Automatic Cluster Performance Shifts Detection Toolkit
High-performance computing (HPC) clusters typically suffer from performance degradation over time. The heterogeneous nature of clusters and the inevitable defects in various infrastructure layers will result in a harder performance prediction inside. On the other hand, when software upgrades or any such events happen, we might also observe performance improvement or degradation even though nothing changes in the hardware. Due to these uncertainties, it is necessary to send early notification to administrators of changes in cluster performance in a specific time window to inform scheduling decisions and increase cluster utilization.
We are targeting HPC clusters that cater to heterogeneous, compute, and I/O intensive workloads that range from scientific simulation to AI model training that have high degree of parallelization in their workloads. In this scenario, we plan to use the Darshan open-source toolkit (https://github.com/darshan-hpc/darshan) as data collection or profiling tools to design our performance drift algorithms. Furthermore, we will possibly incorporate the distribution shift detection into Darshan, making it viable as a notification to the HPC system administrators.
Our goal is to show the efficacy of our algorithm by plotting the profiling data that display specific time windows where the performance shifts happened after being processed by our algorithm. Finally, we will package all our profiling data and experiment scripts inside Jupyter notebook, especially Chameleon Trovi, to help others reproduce our experiments.
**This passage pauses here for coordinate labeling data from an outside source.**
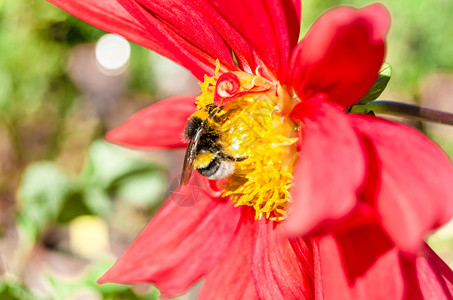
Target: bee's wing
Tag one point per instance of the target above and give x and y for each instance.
(189, 158)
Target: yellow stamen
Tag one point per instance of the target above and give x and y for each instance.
(255, 127)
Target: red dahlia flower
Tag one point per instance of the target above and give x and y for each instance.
(325, 205)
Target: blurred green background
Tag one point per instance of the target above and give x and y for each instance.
(70, 203)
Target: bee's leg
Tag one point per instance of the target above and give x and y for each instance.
(225, 156)
(242, 158)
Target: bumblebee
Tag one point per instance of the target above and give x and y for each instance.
(206, 151)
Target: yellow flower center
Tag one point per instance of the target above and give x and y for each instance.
(255, 130)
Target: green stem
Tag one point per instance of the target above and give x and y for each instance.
(404, 110)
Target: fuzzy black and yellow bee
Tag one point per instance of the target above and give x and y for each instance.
(206, 151)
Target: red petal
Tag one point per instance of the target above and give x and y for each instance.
(428, 276)
(232, 277)
(329, 171)
(179, 245)
(159, 125)
(282, 269)
(359, 264)
(271, 27)
(181, 29)
(341, 54)
(414, 193)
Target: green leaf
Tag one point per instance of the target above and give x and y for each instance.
(98, 202)
(143, 189)
(73, 206)
(378, 86)
(42, 193)
(107, 163)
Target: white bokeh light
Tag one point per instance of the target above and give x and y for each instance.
(112, 54)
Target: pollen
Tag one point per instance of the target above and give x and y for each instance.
(256, 131)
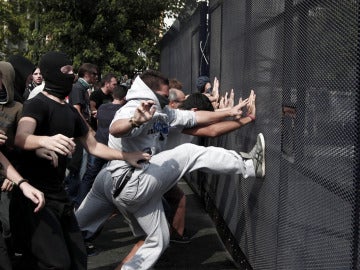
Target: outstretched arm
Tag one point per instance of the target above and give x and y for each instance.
(207, 118)
(29, 191)
(101, 150)
(223, 127)
(143, 113)
(26, 139)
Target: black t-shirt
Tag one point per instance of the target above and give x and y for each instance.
(105, 115)
(100, 98)
(79, 96)
(51, 118)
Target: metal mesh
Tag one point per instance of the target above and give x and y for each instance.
(301, 58)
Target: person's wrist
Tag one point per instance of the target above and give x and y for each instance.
(252, 117)
(134, 123)
(21, 182)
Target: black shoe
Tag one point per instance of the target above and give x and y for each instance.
(176, 238)
(91, 250)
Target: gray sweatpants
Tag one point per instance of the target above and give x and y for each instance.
(142, 195)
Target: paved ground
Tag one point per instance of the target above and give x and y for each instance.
(206, 251)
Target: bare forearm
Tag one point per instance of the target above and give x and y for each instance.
(206, 118)
(29, 141)
(102, 151)
(8, 170)
(121, 127)
(217, 129)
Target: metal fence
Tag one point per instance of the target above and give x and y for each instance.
(302, 59)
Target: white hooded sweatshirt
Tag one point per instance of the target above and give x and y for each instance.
(151, 135)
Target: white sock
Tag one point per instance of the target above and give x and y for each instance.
(249, 167)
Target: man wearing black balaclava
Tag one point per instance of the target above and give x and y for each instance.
(46, 133)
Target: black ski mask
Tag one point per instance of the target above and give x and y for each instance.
(57, 83)
(162, 100)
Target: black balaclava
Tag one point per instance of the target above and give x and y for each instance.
(162, 100)
(57, 83)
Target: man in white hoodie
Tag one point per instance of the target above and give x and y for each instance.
(143, 124)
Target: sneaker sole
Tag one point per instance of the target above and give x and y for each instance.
(262, 141)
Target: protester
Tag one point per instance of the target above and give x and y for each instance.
(15, 179)
(105, 115)
(36, 79)
(79, 97)
(143, 123)
(50, 125)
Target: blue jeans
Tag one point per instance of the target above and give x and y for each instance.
(93, 167)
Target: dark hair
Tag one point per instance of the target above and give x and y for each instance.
(153, 79)
(107, 78)
(86, 68)
(119, 92)
(197, 100)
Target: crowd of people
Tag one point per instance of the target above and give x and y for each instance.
(73, 155)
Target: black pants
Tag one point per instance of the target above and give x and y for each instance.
(53, 235)
(5, 263)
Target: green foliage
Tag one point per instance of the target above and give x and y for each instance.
(117, 35)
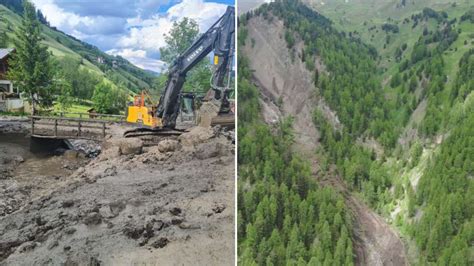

Through this research, we seek to contribute the following:
- Designing an algorithm to detect performance shifts in HPC clusters that can be adapted for heterogeneous workloads
- Real-time detection of the performance shifts without introducing great overheads into the system
- Contribute to Darshan to be able to automatically detect performance changes while profiling the clusters.
Automatic and Adaptive Performance Shifts Detection
- Topics: Statistical Machine Learning, Deep Learning, and High-Performance Computing (HPC)
- Skills: C++, Python, Statistics, good to have: Machine Learning, Deep learning
- Difficulty: Moderate
- Size: Large (350 hours)
- Mentors: Sandeep Madireddy (https://www.anl.gov/profile/sandeep-r-madireddy, http://www.mcs.anl.gov/~smadireddy/ ), Ray Andrew Sinurat (https://rayandrew.me)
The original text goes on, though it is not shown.